The TensorFlow model does not have to be trained on base64 data. Leave your training graph as is. However, when exporting the model, you'll need to export a model that can accept png or jpeg (or possibly raw, if it's small) data. Then, when you export the model, you'll need to be sure to use a name for the output that ends in _bytes
. This signals to CloudML Engine that you will be sending base64 encoded data.
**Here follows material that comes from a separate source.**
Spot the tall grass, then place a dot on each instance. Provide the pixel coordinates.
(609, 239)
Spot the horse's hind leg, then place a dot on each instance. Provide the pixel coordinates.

Putting it all together would like something like this:
from tensorflow.contrib.saved_model.python.saved_model import utils
# Shape of [None] means we can have a batch of images.
image = tf.placeholder(shape=[None], dtype=tf.string)
# Decode the image.
decoded = tf.image.decode_jpeg(image, channels=3)
# Do the rest of the processing.
scores = build_model(decoded)
# The input name needs to have "_bytes" suffix.
inputs = {'image_bytes': image}
outputs = {'scores': scores}
utils.simple_save(session, export_dir, inputs, outputs)
The request you send will look something like this:
{"instances": [{"b64": "x0welkja..."}]}
If you just want an efficient way to send images to a model (and not necessarily base-64 encode it), I would suggest uploading your images(s) to Google Cloud Storage and then having your model read off GCS. This way, you are not limited by image size and you can take advantage of multi-part, multithreaded, resumable uploads etc. that the GCS API provides.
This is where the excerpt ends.